It was the most-asked question whenever we mentioned our Study Mission for the National Young Leadership Cabinet (NYLC) of the Jewish Federations of North America (JFNA). It's the question I kept asking myself. Yes, I was excited. India is a place I have always wanted to see but I never made it a destination. Still -- why India for our NYLC Study Mission? Why would we be the first to visit of any JFNA group?
Preparing for the trip, we learned there actually are Indian Jews (not only expats) found in six cities. The smallest groups are in New Delhi (12 Jews) and Cochin (28 Jews); then there is a vibrant Jewish community of 3,000 in Mumbai.
The Jews of India arrived in three waves, beginning 2,000 years ago with 14 survivors of a shipwreck off the coast of Mumbai. These Jews -- the Bene Israel -- are thought by many to be one of the lost tribes. They were followed by the Cochini Jews, who arrived around 1520, expelled from Spain. The third to arrive were the "Baghdadi" Jews, coming from Persia in the 1830s, initially as merchants.
Our mission began in the footsteps of the Bene Israel on the beach near Mumbai. They survived a shipwreck but were left without Torah scrolls, books, or any ritual objects. Maintaining their Jewish identity in such isolation is truly remarkable. The Bene Israel were sustained by their oral tradition and observance of Shabbat, above all, plus circumcision, kashrut, and reciting the Sh'ma , the only prayer that was known from memory. Standing on that beach 2,000 years later and thinking of their dedication to the religion we share with them was truly moving.
At its largest point, there were 30,000 Jews living in India, forming a successful and prosperous community. After the British departed in 1947 and after Israel declared its independence in 1948, many Indian Jews started making aliyah . In 1961, the American Jewish Joint Distribution Committee (JDC) arrived to support India's Jews. We heard from Elijah Jacobs, executive director for JDC-India, about programs that sustain the remaining Jews of India.
Our JUF dollars help Jewish elderly live in dignity in Bayiti Old Age Home, help fund Gan Katan (basic Judaism study for youth) as well as Hebrew/Torah study for adults to supplement their Jewish-Indian traditions. With our assistance, JDC is molding young adult leaders for their community through the Jewish Youth Pioneers.
Selected youth gain skills and knowledge-and learn important Jewish values-as part of their formal and informal Jewish study programs then enhance those skills by going into the community through JDC partner programs like The Gabriel Project Mumbai, Sundara, and the Naya Initiative. These young adults learn important Jewish values-Jewish study, helping others, helping your own community but also helping the wider community around you, no matter the religion. It's certainly something we work to teach here at home.
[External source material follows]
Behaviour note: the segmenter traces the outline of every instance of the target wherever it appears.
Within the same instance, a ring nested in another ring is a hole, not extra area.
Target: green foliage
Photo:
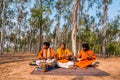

We also had time to see some amazing sites across India, the colorful faces of India, and to experience the kindness of so many people. There is no history of anti-Semitism because the majority population is polytheistic and has no problem with Jewish belief. They value kindness and compassion, for anything else would burden them is this life and in their future lives.
I decided Indians must have supernatural serenity to survive typical, everyday city commuting. Their traffic jams make rush hour on the Dan Ryan look like warp speed. And for them, red lights and crosswalks are, at most, advisory.
Our NYLC Study Mission India experience showed us a story of perseverance, a story of living Jewish values. Maintaining their Judaism for 2,000 years as a tiny minority took strong commitment and deep belief. Now, the JDC, through the Jewish Youth Pioneers, is helping women and children of the slums, supporting programs to teach health, education, and the skills to make a living. We were so inspired by their work that together, NYLC members are raising funds for two of these programs: Gabriel Project Mumbai and JDC's Youth Pioneers Program. To date we've raised over $37,000.
As members of NYLC, we learn from our peers, strengthen our own Jewish communities, and see firsthand the impact of our gifts through partners like JDC. Experiences like this trip to India make me confident of our Jewish future. We are a people who persevere. Just ask India's Bene Israel.
Jen Leemis, a Chicago resident, is a JUF board member, chair of the Marketing & Communications Committee, and a past president of YLD. She joined JFNA's National Young Leadership Cabinet -- the premier leadership philanthropic program for Jewish men and women ages 30-45 across the U.S. and Canada -- in 2013.